Antimicrobial Effects

Antimicrobials, particularly antibiotics and antifungal medications, are frequently used to treat a variety of medical diseases. However, several bacteria and fungi have developed antibiotic resistance as a result of patients’ rife irrational drug usage and lax compliance with treatment regimens. As a result, ongoing research is being done to find more potent compounds, and plants are now being investigated as potential leads for the production of antimicrobial drugs.

Chemopreventive Effects

An alternate strategy for lowering cancer-related mortality is chemoprevention, which emphasizes stopping, reversing, or postponing the beginning of cancer by using pharmacological or nutritional treatments at harmless doses.
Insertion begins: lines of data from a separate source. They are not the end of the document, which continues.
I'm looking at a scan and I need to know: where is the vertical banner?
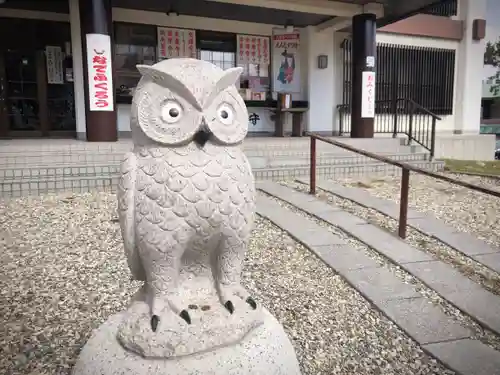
[236,35,270,64]
[157,27,196,60]
[361,72,375,118]
[45,46,64,85]
[272,30,302,93]
[86,34,114,111]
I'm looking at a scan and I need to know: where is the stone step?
[0,145,422,166]
[0,162,444,197]
[257,192,500,375]
[299,179,500,273]
[257,182,500,335]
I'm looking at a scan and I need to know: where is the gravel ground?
[336,173,500,247]
[0,193,453,375]
[287,176,500,295]
[270,181,500,350]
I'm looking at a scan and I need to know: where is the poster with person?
[272,30,301,93]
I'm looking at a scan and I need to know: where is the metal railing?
[305,132,500,238]
[337,98,441,159]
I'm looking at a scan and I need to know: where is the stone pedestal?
[73,309,300,375]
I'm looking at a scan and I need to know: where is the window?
[196,30,270,99]
[196,30,236,70]
[114,23,157,95]
[199,50,236,70]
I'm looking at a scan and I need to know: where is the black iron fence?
[337,98,441,159]
[342,39,455,115]
[338,39,455,156]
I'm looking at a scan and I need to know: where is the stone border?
[258,183,500,335]
[297,179,500,273]
[257,191,500,375]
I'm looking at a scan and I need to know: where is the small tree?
[484,39,500,96]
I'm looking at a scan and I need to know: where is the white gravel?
[0,193,453,375]
[314,174,500,295]
[272,178,500,350]
[335,173,500,247]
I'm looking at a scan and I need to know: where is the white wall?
[455,0,486,134]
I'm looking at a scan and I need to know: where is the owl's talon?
[151,315,160,332]
[224,301,234,314]
[179,310,191,324]
[245,297,257,310]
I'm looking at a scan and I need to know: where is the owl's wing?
[118,152,146,281]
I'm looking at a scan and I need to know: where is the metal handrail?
[305,132,500,238]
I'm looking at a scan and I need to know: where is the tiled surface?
[258,182,500,340]
[0,138,442,197]
[308,179,500,272]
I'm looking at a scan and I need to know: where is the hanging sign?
[361,72,375,118]
[236,35,270,64]
[158,27,196,60]
[45,46,64,85]
[272,30,301,93]
[87,34,114,111]
[248,107,275,133]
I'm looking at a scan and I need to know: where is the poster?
[87,34,114,111]
[248,108,274,133]
[272,30,301,93]
[158,27,196,60]
[361,72,375,118]
[236,35,270,65]
[45,46,64,85]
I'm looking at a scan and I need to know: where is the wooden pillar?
[79,0,118,142]
[351,13,377,138]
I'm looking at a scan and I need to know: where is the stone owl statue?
[117,59,262,357]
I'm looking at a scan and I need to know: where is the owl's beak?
[193,121,212,147]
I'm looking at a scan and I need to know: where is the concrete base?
[72,309,300,375]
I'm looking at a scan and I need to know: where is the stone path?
[257,182,500,375]
[298,180,500,272]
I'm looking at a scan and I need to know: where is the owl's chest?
[137,148,253,205]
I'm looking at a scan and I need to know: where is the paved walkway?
[257,182,500,375]
[298,180,500,272]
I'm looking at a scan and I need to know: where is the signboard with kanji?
[361,72,375,118]
[158,27,196,60]
[236,35,270,65]
[86,34,114,111]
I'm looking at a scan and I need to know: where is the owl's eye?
[217,104,234,125]
[161,100,182,124]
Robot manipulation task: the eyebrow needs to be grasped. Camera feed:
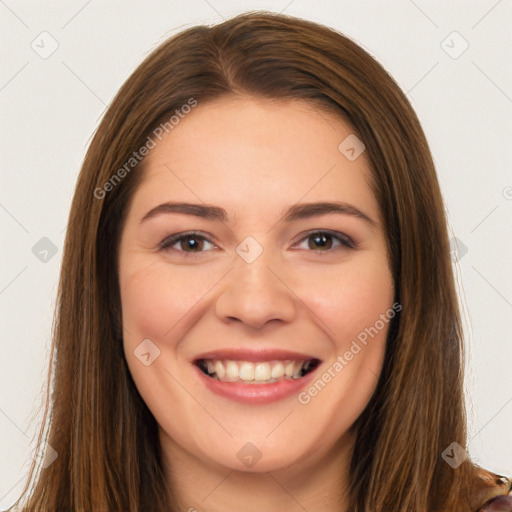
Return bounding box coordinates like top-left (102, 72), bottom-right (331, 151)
top-left (140, 201), bottom-right (377, 227)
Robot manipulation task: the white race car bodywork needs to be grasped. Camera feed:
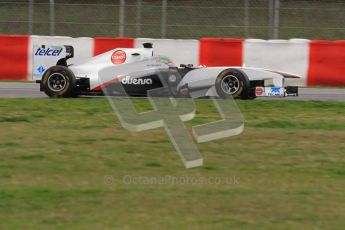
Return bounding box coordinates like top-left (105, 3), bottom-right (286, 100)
top-left (39, 44), bottom-right (299, 97)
According to research by Latha and Panikkar, the 7, 12-dimethylbenz(a)anthracene-induced and croton oil-promoted skin carcinogenesis can be delayed when 100 mg/kg body weight of the active component of the flower is applied topically. The scientists also noted that oral administration of the active fraction (100 mg/kg body weight) was successful in preventing mice from developing fibrosarcomas after being exposed to 3-methylcholanthrene.